Application of Data Analysis

Introduction

Big data analytics offers a great potential to revolution businesses. Use of analytics helps organizations achieve competitive advantage over others. Big data analytics can help companies develop products and services that appeal to their customers, as well as helping them identify new opportunities for revenue generation. Big Data analytics helps improve Customer Perception. It helps examine social media, customer service, sales and marketing data. This can help them better gauge customer sentiment and respond to customers in real time. IT Security is another area where application of Bit Data Analytics has several advantages. Any security software creates an enormous amount of log data. Applying Big Data analytics techniques to this data can help identify and thwart cyberattacks that would otherwise have gone unnoticed.

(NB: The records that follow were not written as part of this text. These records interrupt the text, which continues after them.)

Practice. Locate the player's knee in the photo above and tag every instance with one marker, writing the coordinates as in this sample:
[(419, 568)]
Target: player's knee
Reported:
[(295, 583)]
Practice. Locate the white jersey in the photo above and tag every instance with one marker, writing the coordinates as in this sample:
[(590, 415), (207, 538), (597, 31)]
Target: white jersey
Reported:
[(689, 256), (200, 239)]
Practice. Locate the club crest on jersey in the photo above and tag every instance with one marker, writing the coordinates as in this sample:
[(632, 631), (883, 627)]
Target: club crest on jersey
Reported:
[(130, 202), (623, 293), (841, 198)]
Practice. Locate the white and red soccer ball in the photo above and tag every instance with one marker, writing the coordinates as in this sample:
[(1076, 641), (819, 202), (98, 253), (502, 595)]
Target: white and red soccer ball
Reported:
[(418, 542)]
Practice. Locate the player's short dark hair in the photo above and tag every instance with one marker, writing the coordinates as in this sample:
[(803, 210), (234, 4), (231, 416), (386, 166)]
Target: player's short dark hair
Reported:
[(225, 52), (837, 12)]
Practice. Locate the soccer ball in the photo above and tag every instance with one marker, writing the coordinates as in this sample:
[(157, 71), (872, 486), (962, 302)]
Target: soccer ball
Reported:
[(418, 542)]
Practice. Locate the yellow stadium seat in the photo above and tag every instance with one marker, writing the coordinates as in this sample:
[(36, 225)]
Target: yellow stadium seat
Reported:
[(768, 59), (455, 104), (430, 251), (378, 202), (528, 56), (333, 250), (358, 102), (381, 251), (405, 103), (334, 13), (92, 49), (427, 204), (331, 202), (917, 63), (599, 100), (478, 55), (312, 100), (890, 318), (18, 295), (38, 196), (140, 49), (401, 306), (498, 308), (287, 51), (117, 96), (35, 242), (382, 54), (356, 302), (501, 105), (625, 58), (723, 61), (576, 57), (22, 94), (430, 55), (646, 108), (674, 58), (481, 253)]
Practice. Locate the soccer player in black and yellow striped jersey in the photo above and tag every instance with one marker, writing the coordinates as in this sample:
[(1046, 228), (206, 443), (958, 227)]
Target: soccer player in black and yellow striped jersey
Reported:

Challenges in Big Data Analytics

Implementing a big data analytics solution isn't always as straightforward as one would want it will be. There are several obstacles that can make it difficult to achieve the benefits promised. One of the biggest challenges is the explosive rate of data growth. The amount of data in the world's servers is roughly doubling every two years. Big data analytics solutions must be able to perform well at scale in order to gain anything useful from such data.
Most of the data stored in the systems is unstructured data, such as email messages, images, reports, audio files, videos and other types of files. This unstructured data can be very difficult to search – unless you have advanced artificial intelligence capabilities. These technologies are still very nascent and may not be able to perform as well as one would want them to.
The unstructured database is often a chaos because of the data supplied from various different sources. Integrating such data from all these different sources is one of the most difficult challenges in any big data analytics project. And the most important challenge, like any new technology is the reluctance to its adoption. Data Analytics looks good in magazines and whitepapers. But very few are ready to invest in its potential.

Latest Trends

Open Source

As the concept of big data analytics is catching its momentum, several open-source tools are coming up that help break down and analyze data. Hadoop, Spark and NoSQL databases are just a few. Most of the big data implementations in the commercial world are based on these leading open source technologies. That seems unlikely to change for the foreseeable future.

Market Segments

Based on the different market requirements, several big data analytics platforms have started emerging – that focus on specific domains, such as security, marketing, CRM, application performance monitoring, hiring, etc. Along with this, Analytics tools are also getting integrated into existing enterprise software at a rapid rate.

Artificial Intelligence and Machine Learning

AI is showing up as the base of Big Data Analytics. Any kind of predictive and prescriptive analysis is impossible without AI. Although the current technologies are way behind these techniques, one can guess from the pace of things that the day is not very far.
But any amount of AI or Machine Learning cannot replace the need for humans. As Big Data analytics becomes a mainstream technology, it would possibly be just another tool – a tool that can help you analyze huge amounts of data. But it would always need a human to operate and improve that tool for getting business value out of it.